Oszczędność "w skarpecie" rosną, zainteresowanie lokatami maleje
Kwota 1,3 biliona złotych stanowi aż 70 proc. depozytów. Pieniądze te, jeśli są inwestowane, to przez banki i to one, a nie Polacy na nich zarabiają. Na samych rachunkach bieżących i kontach oszczędnościowych Polacy zgromadzili 900 miliardów złotych.
Dla porównania, 30 proc. oszczędności znalazło się w lokatach krótkoterminowych, które w Polsce są oprocentowane rekordowo nisko – średnio 1,5 proc. ponad inflację bazową – co z pewnością nie zachęca do mrożenia środków. Ważne są nie tylko bieżące dane, ale też ogólny trend, który nie napawa optymizmem.

Polakom koło nosa przechodzi 50 mld zł rocznie, ale trudno im się dziwić
Polacy "chomikują" oszczędności coraz chętniej.
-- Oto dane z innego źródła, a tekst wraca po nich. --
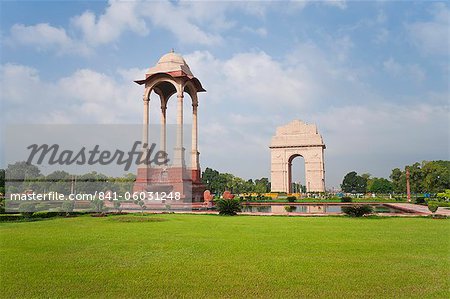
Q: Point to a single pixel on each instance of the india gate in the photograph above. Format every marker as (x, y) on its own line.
(290, 141)
(172, 76)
W zeszłym roku wartość środków, do których dostęp można uzyskać natychmiastowo (rachunki bieżące lub konta oszczędnościowe) wzrosła o 101 mld zł. W tym samym czasie kwota zgromadzona na lokatach terminowych zwiększyła się o zaledwie 16 mld zł.
Osobną kwestię stanowi ilość fizycznej gotówki zgromadzonej poza systemem bankowym. Ta w okresie od grudnia 2023 r. do kwietnia br. wzrosła z 362 mld zł do aż 416 mld zł. Szacuje się, że gdyby rzeczone 1,3 mld umieścić na 4-procentowej w skali roku lokacie, Polacy wzbogaciliby się o 50 mld zł brutto rocznie.
Choć podnoszony jest argument, że za taki stan rzeczy odpowiada niski poziom edukacji ekonomicznej, to nie sposób pominąć zjawiska ekonomicznego niepokoju, jaki trwa i w zasadzie tylko nasila się od co najmniej 5 lat. Trudno dziwić się Polakom, że chcą dysponować łatwo dostępną gotówką, gdy wojnę toczą dwa sąsiadujące z Polską państwa.
Optymizmem napawa młode pokolenie. Chętniej pracują, niż sięgają po kredyty, zadłużenie spada
Jeśli szukać pozytywów, to dostarczają go dane z Rejestru Dłużników BIG InfoMonitor, o których pisze money.pl. Okazuje się, że wyklinane od roszczeniowości i nieróbstwa pokolenie Z radzi sobie finansowo znacznie lepiej niż starsi Polacy. Świadczy o tym relatywnie nieduże i spadające z roku na rok zadłużenie.
W grupie wiekowej 18-24 lata łączne zadłużenie wyniosło na koniec lutego 873 mln zł, czyli aż o 172 mln zł mniej niż rok wcześniej. O 10,3 tys., do 119 379, spadła liczba zadłużonych, która nie spłaca swoich zobowiązań. Młodzi mają także chętniej inwestować w rozwój i edukację niż w rozrywkę i raczej szukają dodatkowych źródeł zarobku, niż sięgają po pożyczki czy kredyty.